Credentialing for accountable care organizations

Regardless of where you stand on the political spectrum, the Patient Protection and Affordable Care Act (better known as healthcare reform) is now the law of the land. Although challenges to the law are expected both in the courts and in Congress after the next election, for now, accountable care organizations (ACOs) are scheduled to come online in 2012. The problem is that nobody knows what they are supposed to look like. On June 7, CMS Office of Legislation posted the first of what are likely to be multiple guideline announcements regarding ACO implementation.

These first guidelines define an ACO as: "An organization of healthcare providers that agrees to be accountable for the quality, cost, and overall care of Medicare beneficiaries who are enrolled in the traditional fee-for-service program who are assigned to it."

In response to the question, “What forms of organizations may become ACOs?” CMS identified the following types of organizations:

  • Physicians and other professionals in group practices
  • Physicians and other professionals in networks of practices
  • Partnerships or joint venture arrangements between hospitals and physicians/professionals
  • Hospitals employing physicians/professionals 
  • Other forms that the Secretary of Health and Human Services may determine appropriate

Among the requirements for ACOs are the following:

  • Have a sufficient number of primary care professionals for the number of assigned beneficiaries (to be 5,000 beneficiaries at a minimum)
  • Have sufficient information regarding participating ACO healthcare professionals as the Secretary [of Health and Human Services] determines necessary to support beneficiary assignment and for the determination of payments for shared savings

As most of you have already recognized, these preliminary guidelines make it clear that physicians participating in an ACO (and likely not just the primary care physicians) must be credentialed to participate in an ACO. But what will this credentialing process look like? Nobody knows at this time, yet many organizations are rushing headlong into building ACOs.
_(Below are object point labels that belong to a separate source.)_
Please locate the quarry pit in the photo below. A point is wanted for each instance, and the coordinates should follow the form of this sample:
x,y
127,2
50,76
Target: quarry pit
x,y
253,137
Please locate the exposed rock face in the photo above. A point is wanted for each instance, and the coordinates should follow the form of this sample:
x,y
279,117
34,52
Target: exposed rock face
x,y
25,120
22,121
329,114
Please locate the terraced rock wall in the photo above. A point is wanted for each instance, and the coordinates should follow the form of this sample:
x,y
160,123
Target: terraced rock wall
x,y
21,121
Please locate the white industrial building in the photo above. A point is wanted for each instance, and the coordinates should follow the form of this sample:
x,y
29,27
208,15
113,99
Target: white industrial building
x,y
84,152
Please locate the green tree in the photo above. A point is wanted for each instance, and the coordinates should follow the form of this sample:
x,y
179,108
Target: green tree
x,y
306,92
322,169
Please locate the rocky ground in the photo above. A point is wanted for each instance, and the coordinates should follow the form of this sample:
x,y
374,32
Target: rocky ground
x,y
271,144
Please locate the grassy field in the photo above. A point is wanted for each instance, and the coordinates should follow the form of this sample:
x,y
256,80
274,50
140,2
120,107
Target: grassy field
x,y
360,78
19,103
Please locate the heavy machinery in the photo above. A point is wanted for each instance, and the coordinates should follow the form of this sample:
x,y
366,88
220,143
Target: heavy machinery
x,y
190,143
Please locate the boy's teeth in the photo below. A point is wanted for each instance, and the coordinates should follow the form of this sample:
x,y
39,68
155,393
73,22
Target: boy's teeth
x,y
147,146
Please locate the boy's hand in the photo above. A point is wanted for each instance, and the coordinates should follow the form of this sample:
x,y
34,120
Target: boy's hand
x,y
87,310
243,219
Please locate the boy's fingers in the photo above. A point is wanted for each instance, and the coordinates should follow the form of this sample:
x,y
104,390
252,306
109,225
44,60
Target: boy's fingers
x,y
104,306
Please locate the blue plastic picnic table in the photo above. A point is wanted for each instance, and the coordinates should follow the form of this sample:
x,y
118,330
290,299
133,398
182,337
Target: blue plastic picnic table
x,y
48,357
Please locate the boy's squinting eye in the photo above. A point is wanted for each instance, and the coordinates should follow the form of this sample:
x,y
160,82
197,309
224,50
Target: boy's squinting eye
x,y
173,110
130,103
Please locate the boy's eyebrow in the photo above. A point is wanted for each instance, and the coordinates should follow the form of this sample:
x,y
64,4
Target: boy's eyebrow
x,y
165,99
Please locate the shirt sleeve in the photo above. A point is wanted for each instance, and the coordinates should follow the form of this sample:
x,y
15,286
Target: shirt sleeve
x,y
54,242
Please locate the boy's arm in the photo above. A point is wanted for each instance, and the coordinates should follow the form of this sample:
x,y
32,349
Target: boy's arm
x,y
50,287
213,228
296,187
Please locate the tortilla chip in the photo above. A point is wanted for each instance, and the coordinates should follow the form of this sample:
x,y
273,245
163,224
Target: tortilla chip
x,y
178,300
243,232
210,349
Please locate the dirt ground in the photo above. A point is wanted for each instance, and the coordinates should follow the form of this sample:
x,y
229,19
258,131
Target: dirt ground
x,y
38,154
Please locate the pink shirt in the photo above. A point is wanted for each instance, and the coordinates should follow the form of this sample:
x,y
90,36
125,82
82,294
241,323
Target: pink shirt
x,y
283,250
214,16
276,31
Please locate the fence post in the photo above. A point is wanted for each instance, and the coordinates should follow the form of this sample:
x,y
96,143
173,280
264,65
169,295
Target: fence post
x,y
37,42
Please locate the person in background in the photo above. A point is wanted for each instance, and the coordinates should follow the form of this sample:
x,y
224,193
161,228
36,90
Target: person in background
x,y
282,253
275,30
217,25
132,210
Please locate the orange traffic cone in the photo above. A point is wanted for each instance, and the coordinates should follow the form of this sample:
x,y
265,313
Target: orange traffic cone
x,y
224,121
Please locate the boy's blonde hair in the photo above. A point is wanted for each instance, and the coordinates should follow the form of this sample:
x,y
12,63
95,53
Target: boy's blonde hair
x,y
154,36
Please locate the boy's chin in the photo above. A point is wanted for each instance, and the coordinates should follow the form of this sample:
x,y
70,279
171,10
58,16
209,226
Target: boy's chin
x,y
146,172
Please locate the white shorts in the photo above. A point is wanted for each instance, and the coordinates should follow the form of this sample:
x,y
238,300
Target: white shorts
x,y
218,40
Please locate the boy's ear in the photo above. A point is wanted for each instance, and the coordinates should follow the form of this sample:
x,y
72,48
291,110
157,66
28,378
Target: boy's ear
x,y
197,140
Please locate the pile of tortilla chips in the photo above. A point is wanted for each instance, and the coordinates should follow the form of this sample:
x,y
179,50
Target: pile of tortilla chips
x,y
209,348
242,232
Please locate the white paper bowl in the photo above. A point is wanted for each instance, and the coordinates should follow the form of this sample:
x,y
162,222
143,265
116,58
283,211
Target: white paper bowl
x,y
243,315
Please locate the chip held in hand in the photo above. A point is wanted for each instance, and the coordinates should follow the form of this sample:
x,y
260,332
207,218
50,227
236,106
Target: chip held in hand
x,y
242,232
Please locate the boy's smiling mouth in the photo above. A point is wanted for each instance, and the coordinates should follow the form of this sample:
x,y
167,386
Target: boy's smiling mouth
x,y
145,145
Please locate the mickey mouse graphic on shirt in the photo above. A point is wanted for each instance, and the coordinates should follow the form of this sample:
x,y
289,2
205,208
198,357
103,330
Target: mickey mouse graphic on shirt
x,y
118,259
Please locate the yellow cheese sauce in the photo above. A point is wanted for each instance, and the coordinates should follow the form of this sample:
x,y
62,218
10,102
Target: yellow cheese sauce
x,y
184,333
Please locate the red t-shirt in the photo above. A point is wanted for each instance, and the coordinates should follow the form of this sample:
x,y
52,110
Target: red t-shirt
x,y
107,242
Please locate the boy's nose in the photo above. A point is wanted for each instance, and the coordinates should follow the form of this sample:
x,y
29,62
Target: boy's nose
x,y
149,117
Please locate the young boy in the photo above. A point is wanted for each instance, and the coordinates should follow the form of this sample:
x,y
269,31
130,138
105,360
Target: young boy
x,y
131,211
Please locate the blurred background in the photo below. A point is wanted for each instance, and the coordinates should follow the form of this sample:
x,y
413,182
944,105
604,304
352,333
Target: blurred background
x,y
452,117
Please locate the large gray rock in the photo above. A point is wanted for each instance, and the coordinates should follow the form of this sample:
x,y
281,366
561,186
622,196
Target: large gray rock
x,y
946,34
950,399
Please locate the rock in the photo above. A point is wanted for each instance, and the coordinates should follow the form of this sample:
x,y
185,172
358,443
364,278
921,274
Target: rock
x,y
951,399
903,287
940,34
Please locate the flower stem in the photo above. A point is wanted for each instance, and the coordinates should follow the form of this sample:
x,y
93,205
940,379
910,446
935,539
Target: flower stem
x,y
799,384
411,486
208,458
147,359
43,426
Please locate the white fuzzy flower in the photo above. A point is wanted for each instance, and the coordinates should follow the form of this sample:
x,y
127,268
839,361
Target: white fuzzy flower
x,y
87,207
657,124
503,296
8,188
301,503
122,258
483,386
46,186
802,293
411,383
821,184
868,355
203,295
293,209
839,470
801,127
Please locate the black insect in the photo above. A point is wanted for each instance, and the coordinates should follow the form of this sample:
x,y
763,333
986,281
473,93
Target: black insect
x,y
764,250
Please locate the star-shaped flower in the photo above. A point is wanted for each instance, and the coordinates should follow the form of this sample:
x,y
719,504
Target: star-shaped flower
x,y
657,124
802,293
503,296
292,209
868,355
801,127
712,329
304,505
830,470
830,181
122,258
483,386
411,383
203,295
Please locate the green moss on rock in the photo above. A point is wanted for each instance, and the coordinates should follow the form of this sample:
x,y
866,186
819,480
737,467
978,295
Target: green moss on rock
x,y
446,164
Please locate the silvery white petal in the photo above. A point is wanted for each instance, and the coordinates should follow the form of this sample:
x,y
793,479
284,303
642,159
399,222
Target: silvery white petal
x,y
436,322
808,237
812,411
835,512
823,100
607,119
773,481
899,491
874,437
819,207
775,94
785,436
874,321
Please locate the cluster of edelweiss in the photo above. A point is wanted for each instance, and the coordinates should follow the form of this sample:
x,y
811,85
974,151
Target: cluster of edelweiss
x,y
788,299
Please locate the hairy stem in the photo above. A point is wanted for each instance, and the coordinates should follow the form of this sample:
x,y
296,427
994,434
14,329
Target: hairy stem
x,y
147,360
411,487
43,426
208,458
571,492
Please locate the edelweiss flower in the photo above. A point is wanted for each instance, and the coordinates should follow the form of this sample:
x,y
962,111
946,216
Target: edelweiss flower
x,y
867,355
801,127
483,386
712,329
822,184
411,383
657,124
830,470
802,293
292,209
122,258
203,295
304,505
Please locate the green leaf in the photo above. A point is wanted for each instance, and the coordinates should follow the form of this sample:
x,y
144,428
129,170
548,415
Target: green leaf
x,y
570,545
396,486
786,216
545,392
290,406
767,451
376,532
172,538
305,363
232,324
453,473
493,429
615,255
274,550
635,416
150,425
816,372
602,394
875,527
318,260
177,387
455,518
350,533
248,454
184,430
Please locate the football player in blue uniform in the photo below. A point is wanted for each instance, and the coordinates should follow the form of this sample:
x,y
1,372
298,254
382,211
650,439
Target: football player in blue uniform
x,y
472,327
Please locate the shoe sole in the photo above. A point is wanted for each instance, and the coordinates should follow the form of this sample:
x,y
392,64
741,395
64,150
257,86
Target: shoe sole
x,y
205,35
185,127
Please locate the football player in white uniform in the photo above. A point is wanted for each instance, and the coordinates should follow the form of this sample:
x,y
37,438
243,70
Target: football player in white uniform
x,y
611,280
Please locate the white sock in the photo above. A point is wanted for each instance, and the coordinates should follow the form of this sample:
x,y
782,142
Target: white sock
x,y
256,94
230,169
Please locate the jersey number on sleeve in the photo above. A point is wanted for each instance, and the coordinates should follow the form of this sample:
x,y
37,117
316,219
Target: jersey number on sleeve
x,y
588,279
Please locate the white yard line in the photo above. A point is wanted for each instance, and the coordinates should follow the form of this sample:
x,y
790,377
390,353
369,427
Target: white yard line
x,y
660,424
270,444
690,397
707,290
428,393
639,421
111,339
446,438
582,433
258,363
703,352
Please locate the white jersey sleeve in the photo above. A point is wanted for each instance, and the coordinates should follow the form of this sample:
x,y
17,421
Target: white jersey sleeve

It’s a good thing to get a head start in determining what will and will not work for your organization as you seek to become a successful ACO. However, at this early stage, you should ask some basic credentialing questions that will eventually become the foundation of the credentialing process for your ACO. Some suggested questions include the following:

1. Will all physicians on your hospital’s medical staff initially be eligible to participate in the ACO? Why or why not?

Note that if all physicians with membership and/or privileges on the medical staff can be a provider within the ACO, there is no basis for establishing quality or cost effectiveness criteria for initial participation in the ACO. Allowing physicians to participate who don’t control their utilization or have quality problems will make it more difficult for your ACO to meet the goals of improving quality and cost effectiveness for the Medicare beneficiaries for which the ACO will be responsible. However, saying that only some physicians on your medical staff will be eligible to join the ACO may create strategic and political problems for the hospital in its relationships with physicians who are excluded from joining the ACO.

2. Once physicians join the ACO, will there be performance criteria regarding quality and cost effectiveness to maintain this eligibility?

The same challenges apply as those regarding initial eligibility for the ACO.

3. If criteria for initial or ongoing eligibility for ACO participation are established, who determines these criteria?

Will the organized medical staff have a role to play in determining these criteria or will a separate entity be established to carry out these and other leadership functions for the ACO? If the leadership of the ACO is tied in with the medical staff, all the current structural, self-governance, and political challenges currently faced by medical staffs will be carried over to the ACO, impeding its ability to function as an efficient and responsive business entity. Excluding the medical staff leadership will appear to be an end run around the medical staff. In addition, physicians may perceive the exclusion to be a power play by the hospital or whatever entity ends up making these decisions.

4. How will you ensure the quality and cost effectiveness data used to determine eligibility is valid and accurate given the challenges our field already has with accurate peer review data?

We do not yet know the specific indicators that will drive the rewards and penalties to be paid to ACOs. Whatever they are, physicians are likely to push back on the validity and accuracy of the data, especially when their compensation will be at least partially determined by the data.

5. Who will do all the work of credentialing, gathering the data, reporting it, and dealing with the inevitable pushback physicians will give to the data?

Every ACO will need enough infrastructure to carry out these functions. Will the current medical staff services department personnel be drawn into these functions or will a different structure be established? Will extra staffing be provided to the medical staff services department to help take on some of these functions?

These are only the preliminary questions that arise while the details of ACOs are yet to be determined. Once CMS establishes more guidelines for ACOs it is likely that additional credentialing questions will arise. One thing is certain: Credentialing specialists will play a role in ACOs. Just what that role will be is what we must wait to find out.

Rick Sheff, MD, is chairman and executive director of The Greeley Company, a division of HCPro, Inc. in Marblehead, MA.